Bevacizumab therapy should not be initiated for at least 28 days following major surgery or until the surgical wound is fully healed. In patients who experience wound healing complications during Bevacizumab treatment, Bevacizumab should be withheld until the wound is fully healed. Bevacizumab therapy should be withheld for elective surgery (see Clinical Studies under Adverse Reactions).
Necrotizing fasciitis, including fatal cases, has rarely been reported in patients treated with Bevacizumab; usually secondary to wound healing complications, gastrointestinal perforation or fistula formation. Bevacizumab therapy should be discontinued in patients who develop necrotizing fasciitis, and appropriate treatment should be promptly initiated (see Post marketing experience under Adverse Reactions).
Proteinuria (see Adverse Reactions): In clinical trials, the incidence of proteinuria was higher in patients receiving bevacizumab plus chemotherapy compared to those who received chemotherapy alone. Grade 4 proteinuria (nephrotic syndrome) was seen in up to 1.4% of patients treated with Bevacizumab. In the event of nephrotic syndrome, Bevacizumab treatment should be permanently discontinued.
Hypersensitivity reactions, infusion reactions (see Clinical Studies and Post marketing experience under Adverse Reactions): Patients may be at risk of developing infusion/hypersensitivity reactions. Close observation of the patients during and following the administration of Bevacizumab is recommended as expected for any infusion of a therapeutic humanized monoclonal antibody. If a reactions occur, the infusion should be discontinued and appropriate medical therapies should be administered. A systematic premedication is not warranted.
Ovarian Failure/Fertility (see Females and Males of Reproductive Potential under Use in Pregnancy & Lactation and Clinical Studies under Adverse Reactions): Bevacizumab may impair female fertility.
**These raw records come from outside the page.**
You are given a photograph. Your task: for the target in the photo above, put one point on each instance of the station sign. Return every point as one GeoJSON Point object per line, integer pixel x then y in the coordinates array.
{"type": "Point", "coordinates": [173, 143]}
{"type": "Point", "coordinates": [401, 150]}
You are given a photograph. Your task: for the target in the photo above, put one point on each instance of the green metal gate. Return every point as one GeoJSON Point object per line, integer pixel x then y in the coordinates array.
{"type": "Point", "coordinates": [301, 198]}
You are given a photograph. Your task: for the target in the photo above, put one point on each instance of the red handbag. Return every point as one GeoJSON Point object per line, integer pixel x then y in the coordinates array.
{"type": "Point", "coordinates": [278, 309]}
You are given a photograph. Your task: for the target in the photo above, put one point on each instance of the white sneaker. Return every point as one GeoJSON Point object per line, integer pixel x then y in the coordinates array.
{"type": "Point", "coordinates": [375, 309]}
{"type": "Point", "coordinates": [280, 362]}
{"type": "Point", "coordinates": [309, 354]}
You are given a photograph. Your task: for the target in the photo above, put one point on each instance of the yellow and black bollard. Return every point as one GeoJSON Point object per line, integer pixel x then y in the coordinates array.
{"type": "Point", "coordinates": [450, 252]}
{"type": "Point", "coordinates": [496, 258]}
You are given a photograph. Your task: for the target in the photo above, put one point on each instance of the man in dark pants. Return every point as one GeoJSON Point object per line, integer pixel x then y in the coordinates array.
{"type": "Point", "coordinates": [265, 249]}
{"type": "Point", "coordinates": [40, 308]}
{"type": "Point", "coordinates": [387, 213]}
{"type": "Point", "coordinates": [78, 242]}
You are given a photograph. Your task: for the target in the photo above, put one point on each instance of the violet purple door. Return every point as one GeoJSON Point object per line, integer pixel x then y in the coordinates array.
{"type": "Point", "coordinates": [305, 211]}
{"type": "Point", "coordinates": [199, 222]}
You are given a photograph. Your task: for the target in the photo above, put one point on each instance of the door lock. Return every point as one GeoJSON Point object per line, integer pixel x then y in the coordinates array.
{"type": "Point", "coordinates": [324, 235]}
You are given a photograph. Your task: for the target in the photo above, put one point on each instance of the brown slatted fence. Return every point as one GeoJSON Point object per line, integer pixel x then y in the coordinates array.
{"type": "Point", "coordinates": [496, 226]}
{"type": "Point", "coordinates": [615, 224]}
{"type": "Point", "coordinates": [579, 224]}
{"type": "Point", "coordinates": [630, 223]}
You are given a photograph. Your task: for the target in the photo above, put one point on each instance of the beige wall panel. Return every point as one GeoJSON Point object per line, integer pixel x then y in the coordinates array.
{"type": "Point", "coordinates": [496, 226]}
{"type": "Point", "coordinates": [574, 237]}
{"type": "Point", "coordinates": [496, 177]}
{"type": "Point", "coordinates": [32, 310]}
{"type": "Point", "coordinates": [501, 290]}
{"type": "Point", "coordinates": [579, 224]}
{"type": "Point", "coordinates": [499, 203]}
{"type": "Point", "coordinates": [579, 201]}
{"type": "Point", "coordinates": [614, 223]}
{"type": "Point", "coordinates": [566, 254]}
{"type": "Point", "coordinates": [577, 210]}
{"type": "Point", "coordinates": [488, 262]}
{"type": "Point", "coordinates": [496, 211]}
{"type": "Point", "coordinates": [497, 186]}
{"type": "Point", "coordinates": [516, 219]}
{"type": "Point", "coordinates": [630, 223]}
Therefore, fertility preservation strategies should be discussed with women of childbearing potential prior to starting treatment with bevacizumab.
RENAL IMPAIRMENT: The safety and efficacy of Bevacizumab have not been studied in patients with renal impairment.
HEPATIC IMPAIRMENT: The safety and efficacy of Bevacizumab have not been studied in patients with hepatic impairment.
DRUG ABUSE AND DEPENDENCE: Not applicable.
EFFECTS ON ABILITY TO DRIVE AND USE MACHINES: No studies on the effect on the ability to drive and use machines have been performed. However, there is no evidence that Bevacizumab treatment result in an increase in adverse events that might lead to impairment of the ability to drive or operate machinery or impairment of mental ability.
Use in Children: Bevacizumab is not approved for use in patients under 18 years of age. The safety and efficacy of bevacizumab in this population have not been established. Addition of Bevacizumab to standard of care did not demonstrate clinical benefit in pediatric patients in two phase II clinical trials; one in pediatric high grade glioma and one in pediatric metastatic rhabdomyosarcoma or non-rhabdomyosarcoma soft tissue sarcoma.
In published reports, cases of osteonecrosis at sites other than the jaw have been observed in patient under the age of 18 years exposed to Bevacizumab (see Post marketing experience under Adverse Reactions and Pharmacology: Toxicology: Non-clinical Safety: Other: Physeal Development under Actions).
Use in the Elderly: Refer to Arterial thromboembolism as previously mentioned.